Mais il faut attendre 2014 et la sortie du clip de « Look At Wrist » pour mettre un terme au statut encore confidentiel du label. Extrait du premier album de Father, Young Hot Ebony, ce morceau porté par un hook vocal obsédant et la présence d’un ILoveMakonnen en route pour la gloire devient rapidement un tube viral qui braque dans le sillage de son succès plusieurs projecteurs sur le collectif, qui commence au même moment à déverser les projets de ses différents membres, actuellement au nombre de 17.

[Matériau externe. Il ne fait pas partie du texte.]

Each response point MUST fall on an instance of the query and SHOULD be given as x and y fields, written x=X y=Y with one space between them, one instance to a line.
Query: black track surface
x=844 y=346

Derrière cette productivité sans calcul, se cache un label où harmonie, entraide et saine concurrence s’associent pour donner naissance à un débit incessant de morceaux, d’albums et de clips. Tous issus d’Atlanta à l’exception de la rappeuse Tommy Genesis originaire de Vancouver, les différents membres du collectif vivent les uns sur les autres, dans un squattage incessant d’où ressort une émulation créatrice ou chacun compose et s’apprend de nouvelles compétences. « On est vraiment comme une famille et c’est pour ça que ça marche » confiait Richposlim à The Fader. « La plupart du temps, les gens te disent : mec tu payes pas le loyer et tu fais rien pour aider. Casse-toi. » Avec Awful, c’est plutôt du genre, « Mec, t’es comme un vieil oncle relou avec qui j’aime pas trainer tout le temps, mais tu es mon oncle et je t’aime. Fais un beat. Je vais t’apprendre quelque chose d’utile. »

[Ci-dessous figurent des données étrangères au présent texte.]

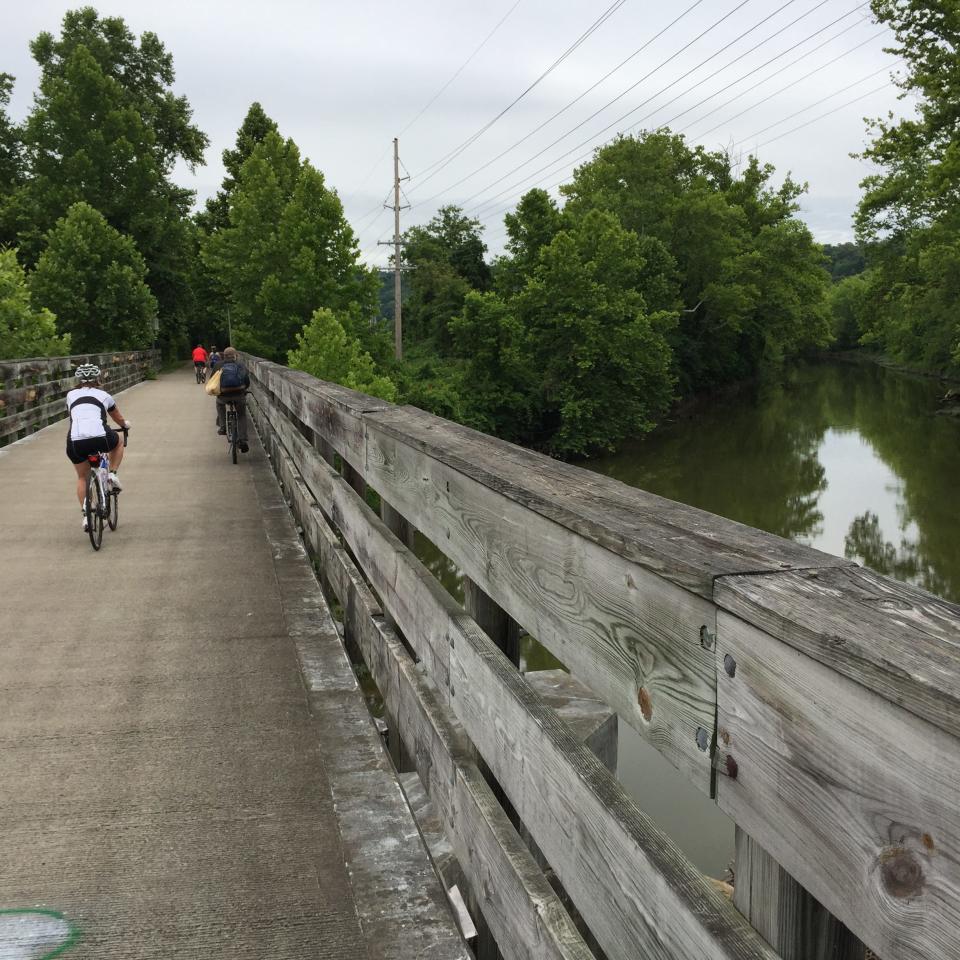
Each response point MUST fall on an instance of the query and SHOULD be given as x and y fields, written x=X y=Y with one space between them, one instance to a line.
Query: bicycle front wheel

C’est dans différents endroits qui servent à la fois d’apparts et de studios d’enregistrements que s’articule ce travail de groupe : au « barrio », un complexe d’appartement communaux situés à l’est d’Atlanta ou vivent Father et Archibald Slim ou encore dans la cave aménagé des parents du producteur GAHM à Jonesboro au sud de la ville. C’est depuis ces studios de fortune, entre des cendriers renversés et des matelas collés aux murs que chacun des éléments d’Awful Records réfléchit, écrit, produit, s’influence et cultive son autonomie et celle du label qui prône depuis ses débuts l’autarcie et l’indépendance.
Sous la cadence de production anarchique qui se contrefout des dates, se cache au sein de la bande, un souci d’autodidaxie permanente initié par Father qui expliquait toujours dans une interview pour The Fader, comment sa passion pour le dessin l’avait mené par rebonds, à d’autres rôles : « J’aime beaucoup dessiner et ça s’est transformé en du design graphique, qui a évolué en édition de vidéos, puis j’ai appris à produire, rapper et m’enregistrer tout seul […] »

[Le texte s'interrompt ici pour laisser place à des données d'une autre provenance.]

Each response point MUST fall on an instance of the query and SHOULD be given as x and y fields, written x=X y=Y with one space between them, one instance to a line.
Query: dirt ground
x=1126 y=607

Au fur et à mesure que le collectif s’agrandit, Father commence à déléguer les taches et les compétences qui se répartissent au sein d’un groupe qui a très bien compris qu’Internet est un terrain d’apprentissage qui permet à chacun d’acquérir des compétences comme le rappelle Ethereal à Pigeons And Planes : « Tu apprends comment utiliser Photoshop, éditer une vidéo, prendre des photos. Tu peux devenir expert pour la NASA grâce à Youtube si tu le veux vraiment. […] Tu peux être ce que tu veux. » Le but étant ensuite de transmettre aux autres ce qu’il a appris comme l’explique Richposlim un peu plus loin : « Nous nous apprenons mutuellement différents trucs. On ne laisse personne à la traine. Nous cherchons comment nous voulons le faire et on le fait à notre manière, sans l’accord de personne d’autre. » Loin des majors et d’une intrusion extérieure au collectif, Awful garde ses distances et cultive son jardin en interne, dans le plus pur esprit DIY.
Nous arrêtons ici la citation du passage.